Following is an excerpt related to the power of cities to lift us from an agricultural society that continues to dominate its influence beyond its true value. In recent posts, the mariner has suggested that the way to the future power of the United States is to recognize the power of states and cities as the future owners of economy – and the answer to the recession is state and city political energy.
In A Country of Cities, author Vishaan Chakrabarti argues that well-designed cities are the key to solving America’s great national challenges: environmental degradation, unsustainable consumption, economic stagnation, rising public health costs and decreased social mobility.
If we develop them wisely in the future, our cities can be the force leading us into a new era of progressive and prosperous stewardship of our nation. In compelling chapters, Chakrabarti brings us a wealth of information about cities, suburbs and exurbs, looking at how they developed across the 50 states and their roles in prosperity and globalization, sustainability and resilience, and health and joy.

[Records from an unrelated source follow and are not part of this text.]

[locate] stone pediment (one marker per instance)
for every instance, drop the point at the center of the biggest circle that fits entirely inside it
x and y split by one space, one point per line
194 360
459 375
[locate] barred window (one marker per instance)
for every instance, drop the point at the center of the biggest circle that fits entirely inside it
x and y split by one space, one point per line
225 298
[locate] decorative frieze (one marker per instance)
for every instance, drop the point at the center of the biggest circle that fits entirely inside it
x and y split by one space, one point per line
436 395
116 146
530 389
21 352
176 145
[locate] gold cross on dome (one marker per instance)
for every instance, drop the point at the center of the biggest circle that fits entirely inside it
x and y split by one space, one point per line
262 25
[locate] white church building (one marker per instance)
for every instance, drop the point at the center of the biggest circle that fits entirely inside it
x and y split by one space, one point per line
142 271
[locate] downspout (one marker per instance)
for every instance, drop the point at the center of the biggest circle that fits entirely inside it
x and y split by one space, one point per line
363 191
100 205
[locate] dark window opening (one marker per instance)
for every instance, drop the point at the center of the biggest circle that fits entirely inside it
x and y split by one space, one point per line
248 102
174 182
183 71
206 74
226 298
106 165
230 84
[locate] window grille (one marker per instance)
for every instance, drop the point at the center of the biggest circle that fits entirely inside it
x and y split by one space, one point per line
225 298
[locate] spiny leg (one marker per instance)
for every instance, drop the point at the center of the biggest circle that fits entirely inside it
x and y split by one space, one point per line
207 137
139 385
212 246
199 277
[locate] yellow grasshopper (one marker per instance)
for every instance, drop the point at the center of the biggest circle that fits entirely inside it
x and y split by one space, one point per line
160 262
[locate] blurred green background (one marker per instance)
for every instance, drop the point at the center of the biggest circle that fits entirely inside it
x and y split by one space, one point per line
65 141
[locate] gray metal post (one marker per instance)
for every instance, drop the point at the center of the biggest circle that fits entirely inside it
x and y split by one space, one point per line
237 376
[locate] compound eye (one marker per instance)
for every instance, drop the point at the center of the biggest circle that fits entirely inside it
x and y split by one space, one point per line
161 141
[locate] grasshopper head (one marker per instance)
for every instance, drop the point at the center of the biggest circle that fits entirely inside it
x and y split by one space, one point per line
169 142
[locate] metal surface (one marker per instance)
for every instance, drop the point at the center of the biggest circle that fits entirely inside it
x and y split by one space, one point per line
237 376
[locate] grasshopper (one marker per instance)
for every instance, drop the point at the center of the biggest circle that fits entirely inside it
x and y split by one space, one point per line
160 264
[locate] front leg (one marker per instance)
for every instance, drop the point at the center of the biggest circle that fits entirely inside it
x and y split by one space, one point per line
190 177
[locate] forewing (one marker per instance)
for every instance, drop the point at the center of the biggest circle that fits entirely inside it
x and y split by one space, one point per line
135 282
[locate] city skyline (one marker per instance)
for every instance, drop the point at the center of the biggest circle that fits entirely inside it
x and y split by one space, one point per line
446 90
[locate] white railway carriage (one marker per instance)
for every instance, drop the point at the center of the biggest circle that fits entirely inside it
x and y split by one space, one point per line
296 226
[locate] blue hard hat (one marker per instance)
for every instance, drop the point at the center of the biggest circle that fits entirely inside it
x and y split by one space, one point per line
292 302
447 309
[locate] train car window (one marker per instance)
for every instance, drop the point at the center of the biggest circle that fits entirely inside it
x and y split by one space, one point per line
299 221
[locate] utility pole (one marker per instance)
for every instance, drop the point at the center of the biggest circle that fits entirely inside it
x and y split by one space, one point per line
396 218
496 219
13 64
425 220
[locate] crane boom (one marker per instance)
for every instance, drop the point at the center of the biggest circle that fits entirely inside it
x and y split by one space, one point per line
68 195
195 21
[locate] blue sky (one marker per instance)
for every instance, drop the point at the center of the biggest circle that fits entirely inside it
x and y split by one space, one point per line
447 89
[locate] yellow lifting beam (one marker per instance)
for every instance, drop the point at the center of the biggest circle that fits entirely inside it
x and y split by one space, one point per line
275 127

Counter to what you might think, American cities today are growing faster than their suburban counterparts for the first time since the 1920s. If we can intelligently increase the density of our cities as they grow and build the transit systems, schools, parks and other infrastructure to support them, Chakrabarti shows us how both job opportunities and an improved, sustainable environment are truly within our means.
In this call for an urban America, he illustrates his argument with numerous infographics illustrating provocative statistics on issues as disparate as rising childhood obesity rates, ever-lengthening automobile commutes and government subsidies that favor highways over mass transit. The book closes with an eloquent manifesto that rallies us to build “a Country of Cities,” to turn a country of highways, houses and hedges into a country of trains, towers and trees.
The mariner advises that the solutions, while true to the dilemma of cities, does not encompass the global conflicts that confront the nation.
Vishaan Chakrabarti is the director of Columbia University’s Center for Urban Real Estate (CURE). In March 2012, Chakrabarti became a partner at SHoP Architects, where he will be working on such projects as the Atlantic Yards development in Brooklyn. An architect and planner, Chakrabarti has worked in both the public and private sectors: as a top executive at Related Companies; a director at the New York City Planning Commission; an associate partner at Skidmore, Owings & Merrill; a transportation planner for the Port Authority of New York and New Jersey.
The mariner urges that you consider reading this book or at least consider the political power that exists within states and especially cities while the Federal Government struggles with a solution.